This documentation should provide a short overview on structure, aims and function of pipeline as a whole and its individual parts.
In this work, one of our target was to produce open and repeatable analysis and partially because of that, some code became a bit more complicated, as it had to handle specificities in each dataset. This is notable especially in preprocessing step. Furthermore, bugs and/or design features in used software and packages exacerbated this even more, such as notably bad ape
's code for reading Nexus trees, which can't handle if the translation matrix is not ordered. This forced us to use python
and dendropy
, which would not be otherwise required. Overall, the pipeline is mostly written in R
, utilizing bash
in a few parts where problems could be easily solved using highly optimized programs sed
and cut
for fast processing of large outputs from BayesTraits
. Finally, individual scripts form isolated steps that are connected with make
, note that you need 3.82
or higher version of GNU make
as we use .RECIPEPREFIX
variable in our makefiles.
Our pipeline is divided into preprocessing, analysis step and postprocessing:
- preprocessing -- prepares source file for BayesTraits analysis
- reformat source files from their original format into new unified format
- compare languages in residence file with languages in tree file and report any problems (i.e., missing names from one or the other)

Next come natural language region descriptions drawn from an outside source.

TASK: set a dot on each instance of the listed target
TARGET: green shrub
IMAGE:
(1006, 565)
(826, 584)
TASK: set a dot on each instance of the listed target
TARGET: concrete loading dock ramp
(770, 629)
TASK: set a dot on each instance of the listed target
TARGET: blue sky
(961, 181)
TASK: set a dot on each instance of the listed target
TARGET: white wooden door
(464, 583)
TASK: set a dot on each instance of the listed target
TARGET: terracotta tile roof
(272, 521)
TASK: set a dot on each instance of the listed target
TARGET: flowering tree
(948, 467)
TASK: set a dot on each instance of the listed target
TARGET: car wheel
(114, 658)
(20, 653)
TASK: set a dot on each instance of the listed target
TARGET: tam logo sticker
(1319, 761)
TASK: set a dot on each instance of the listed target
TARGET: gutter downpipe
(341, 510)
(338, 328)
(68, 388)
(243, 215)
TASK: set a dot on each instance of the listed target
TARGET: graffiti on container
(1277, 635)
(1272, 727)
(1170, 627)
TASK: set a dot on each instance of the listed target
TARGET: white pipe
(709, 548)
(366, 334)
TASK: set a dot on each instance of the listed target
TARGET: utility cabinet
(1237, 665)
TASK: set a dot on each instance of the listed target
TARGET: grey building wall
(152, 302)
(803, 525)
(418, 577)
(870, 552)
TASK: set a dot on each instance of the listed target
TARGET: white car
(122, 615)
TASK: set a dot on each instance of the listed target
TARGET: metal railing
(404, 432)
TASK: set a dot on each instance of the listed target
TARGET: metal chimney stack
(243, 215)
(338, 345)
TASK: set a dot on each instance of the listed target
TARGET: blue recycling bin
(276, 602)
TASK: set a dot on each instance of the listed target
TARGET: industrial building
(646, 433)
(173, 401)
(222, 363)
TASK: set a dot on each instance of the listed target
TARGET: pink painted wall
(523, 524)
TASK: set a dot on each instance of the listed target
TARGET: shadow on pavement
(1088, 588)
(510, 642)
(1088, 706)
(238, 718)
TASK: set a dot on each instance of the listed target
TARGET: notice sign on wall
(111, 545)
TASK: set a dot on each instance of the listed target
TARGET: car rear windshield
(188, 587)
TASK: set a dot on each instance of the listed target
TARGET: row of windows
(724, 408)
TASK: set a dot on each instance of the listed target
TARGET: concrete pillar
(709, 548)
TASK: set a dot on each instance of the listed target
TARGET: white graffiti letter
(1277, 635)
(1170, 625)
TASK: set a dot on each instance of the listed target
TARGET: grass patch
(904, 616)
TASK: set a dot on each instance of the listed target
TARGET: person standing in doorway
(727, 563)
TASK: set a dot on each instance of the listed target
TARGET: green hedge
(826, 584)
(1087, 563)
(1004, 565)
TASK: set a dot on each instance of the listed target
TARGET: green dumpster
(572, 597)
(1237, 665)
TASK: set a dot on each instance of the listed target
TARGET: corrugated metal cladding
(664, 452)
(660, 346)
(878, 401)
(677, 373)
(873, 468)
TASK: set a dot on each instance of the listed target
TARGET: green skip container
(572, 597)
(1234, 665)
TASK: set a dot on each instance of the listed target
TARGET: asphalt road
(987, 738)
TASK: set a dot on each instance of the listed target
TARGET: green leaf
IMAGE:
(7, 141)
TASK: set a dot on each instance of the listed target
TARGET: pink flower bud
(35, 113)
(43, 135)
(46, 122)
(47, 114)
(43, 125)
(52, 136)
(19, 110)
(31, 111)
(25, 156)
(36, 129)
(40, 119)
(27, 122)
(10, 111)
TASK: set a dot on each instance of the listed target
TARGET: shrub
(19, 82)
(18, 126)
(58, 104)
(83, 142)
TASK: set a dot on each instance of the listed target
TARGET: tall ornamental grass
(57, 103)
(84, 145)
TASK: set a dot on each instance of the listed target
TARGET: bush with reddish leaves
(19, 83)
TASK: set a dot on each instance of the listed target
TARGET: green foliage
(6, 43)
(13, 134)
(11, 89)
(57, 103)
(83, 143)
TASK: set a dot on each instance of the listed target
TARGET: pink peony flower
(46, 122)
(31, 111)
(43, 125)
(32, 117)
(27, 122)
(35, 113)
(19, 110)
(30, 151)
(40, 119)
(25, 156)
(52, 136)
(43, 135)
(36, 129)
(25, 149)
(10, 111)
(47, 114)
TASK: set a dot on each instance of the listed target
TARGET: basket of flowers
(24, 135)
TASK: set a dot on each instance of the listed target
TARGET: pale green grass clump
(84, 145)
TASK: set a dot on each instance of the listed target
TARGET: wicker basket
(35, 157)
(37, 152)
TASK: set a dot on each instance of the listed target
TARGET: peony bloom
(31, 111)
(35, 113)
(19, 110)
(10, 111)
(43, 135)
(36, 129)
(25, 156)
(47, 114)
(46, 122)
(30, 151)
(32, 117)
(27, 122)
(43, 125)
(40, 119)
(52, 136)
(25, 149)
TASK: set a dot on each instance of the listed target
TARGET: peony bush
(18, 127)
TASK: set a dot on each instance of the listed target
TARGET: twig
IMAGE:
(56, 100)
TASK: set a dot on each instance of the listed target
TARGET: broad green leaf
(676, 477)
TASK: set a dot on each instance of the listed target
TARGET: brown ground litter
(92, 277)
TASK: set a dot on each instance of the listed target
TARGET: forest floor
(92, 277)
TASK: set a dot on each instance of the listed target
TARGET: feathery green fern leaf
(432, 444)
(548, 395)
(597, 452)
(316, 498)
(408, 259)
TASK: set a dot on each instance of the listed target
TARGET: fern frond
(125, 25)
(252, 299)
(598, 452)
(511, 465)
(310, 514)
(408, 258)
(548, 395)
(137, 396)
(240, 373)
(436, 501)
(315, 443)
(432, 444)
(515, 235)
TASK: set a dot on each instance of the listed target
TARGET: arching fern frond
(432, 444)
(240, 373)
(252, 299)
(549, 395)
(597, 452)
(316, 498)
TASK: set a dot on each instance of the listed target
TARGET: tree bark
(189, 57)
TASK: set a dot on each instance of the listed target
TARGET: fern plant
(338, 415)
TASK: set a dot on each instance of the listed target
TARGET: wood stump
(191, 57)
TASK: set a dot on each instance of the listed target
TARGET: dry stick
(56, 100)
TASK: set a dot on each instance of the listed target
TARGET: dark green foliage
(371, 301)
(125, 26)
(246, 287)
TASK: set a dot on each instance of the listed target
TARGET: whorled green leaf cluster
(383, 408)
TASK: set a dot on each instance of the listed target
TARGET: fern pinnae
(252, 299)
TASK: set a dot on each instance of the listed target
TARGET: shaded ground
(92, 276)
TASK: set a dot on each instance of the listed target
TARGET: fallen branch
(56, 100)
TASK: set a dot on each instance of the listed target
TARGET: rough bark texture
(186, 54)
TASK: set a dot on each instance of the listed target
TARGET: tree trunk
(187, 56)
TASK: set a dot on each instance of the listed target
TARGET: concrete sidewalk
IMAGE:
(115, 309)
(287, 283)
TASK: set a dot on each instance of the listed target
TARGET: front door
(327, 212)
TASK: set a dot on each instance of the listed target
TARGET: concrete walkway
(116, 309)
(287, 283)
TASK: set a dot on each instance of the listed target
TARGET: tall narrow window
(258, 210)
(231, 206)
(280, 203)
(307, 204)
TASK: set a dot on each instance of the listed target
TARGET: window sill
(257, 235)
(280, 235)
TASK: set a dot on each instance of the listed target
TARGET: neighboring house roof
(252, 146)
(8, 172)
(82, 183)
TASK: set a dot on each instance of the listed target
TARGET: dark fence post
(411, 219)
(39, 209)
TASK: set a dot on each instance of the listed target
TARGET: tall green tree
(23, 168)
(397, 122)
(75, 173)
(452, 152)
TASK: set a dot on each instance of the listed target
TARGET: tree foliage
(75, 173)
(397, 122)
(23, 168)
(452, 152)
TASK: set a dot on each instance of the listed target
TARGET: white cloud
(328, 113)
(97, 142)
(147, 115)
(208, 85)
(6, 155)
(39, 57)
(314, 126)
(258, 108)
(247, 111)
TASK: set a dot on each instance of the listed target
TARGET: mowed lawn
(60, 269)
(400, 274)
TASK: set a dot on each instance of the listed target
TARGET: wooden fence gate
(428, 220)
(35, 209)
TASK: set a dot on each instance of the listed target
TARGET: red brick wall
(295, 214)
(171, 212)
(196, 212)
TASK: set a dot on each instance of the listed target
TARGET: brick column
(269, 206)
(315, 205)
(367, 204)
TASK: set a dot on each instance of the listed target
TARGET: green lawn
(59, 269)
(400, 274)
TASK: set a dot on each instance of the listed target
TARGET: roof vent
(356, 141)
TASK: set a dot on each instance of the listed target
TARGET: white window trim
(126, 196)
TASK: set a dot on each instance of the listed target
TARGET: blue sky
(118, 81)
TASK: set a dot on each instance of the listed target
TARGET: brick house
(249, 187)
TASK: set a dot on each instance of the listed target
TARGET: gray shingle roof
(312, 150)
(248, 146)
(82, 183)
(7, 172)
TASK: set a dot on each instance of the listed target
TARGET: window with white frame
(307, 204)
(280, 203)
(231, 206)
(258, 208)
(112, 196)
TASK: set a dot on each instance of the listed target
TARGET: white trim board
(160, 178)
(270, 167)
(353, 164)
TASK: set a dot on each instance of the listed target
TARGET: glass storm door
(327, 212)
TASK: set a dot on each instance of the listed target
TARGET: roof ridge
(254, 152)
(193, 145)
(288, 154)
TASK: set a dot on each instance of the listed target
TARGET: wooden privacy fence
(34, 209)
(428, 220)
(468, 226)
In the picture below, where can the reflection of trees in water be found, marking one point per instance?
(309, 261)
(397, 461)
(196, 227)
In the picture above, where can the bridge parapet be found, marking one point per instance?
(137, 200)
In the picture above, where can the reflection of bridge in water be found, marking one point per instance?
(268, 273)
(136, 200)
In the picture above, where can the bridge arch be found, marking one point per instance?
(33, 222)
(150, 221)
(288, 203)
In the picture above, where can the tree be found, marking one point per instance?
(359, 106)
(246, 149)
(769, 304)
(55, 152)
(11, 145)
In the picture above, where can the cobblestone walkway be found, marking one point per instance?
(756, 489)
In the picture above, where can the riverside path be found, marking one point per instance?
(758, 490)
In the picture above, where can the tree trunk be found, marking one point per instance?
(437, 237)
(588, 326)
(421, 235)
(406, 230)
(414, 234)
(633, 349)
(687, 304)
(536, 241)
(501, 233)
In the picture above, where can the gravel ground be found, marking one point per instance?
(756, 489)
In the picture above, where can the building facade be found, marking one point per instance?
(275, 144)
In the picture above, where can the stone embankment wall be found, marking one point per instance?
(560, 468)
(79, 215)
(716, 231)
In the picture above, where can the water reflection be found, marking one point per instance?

- prune/remove languages that are not in tree/table
- recode according to specified coding scheme
- create PDF of tree with mapped residence states
- create input setting file for
BayesTraits
- analysis -- main analysis using
BayesTraits
, this is the most time-consuming step - postprocessing -- test for convergence, summarize results and perform SIMMAP analysis
- testing for convergence
- summarizing results with various statistics into formated tables
- SIMMAP simulation
Only the preprocessing step is specific for each dataset, all other steps are exactly the same. This is also reflected in the form of makefiles. Due to lack of templating capabilities in standard makefiles, we have divided our makefiles into four parts, which are connected together before analysis:
- setting.global -- various settings that are common for each dataset
- setting.local -- local setting for specific dataset
- targets.local -- preprocessing step which is specific for every dataset
- targets.global -- all others general steps
In total, 15 scripts were used to perform analysis. Here is short description of them:
Package providing colored wrappers around standard R
signals (stop()
, warning()
and message()
), so that they can be easily distinguished in output.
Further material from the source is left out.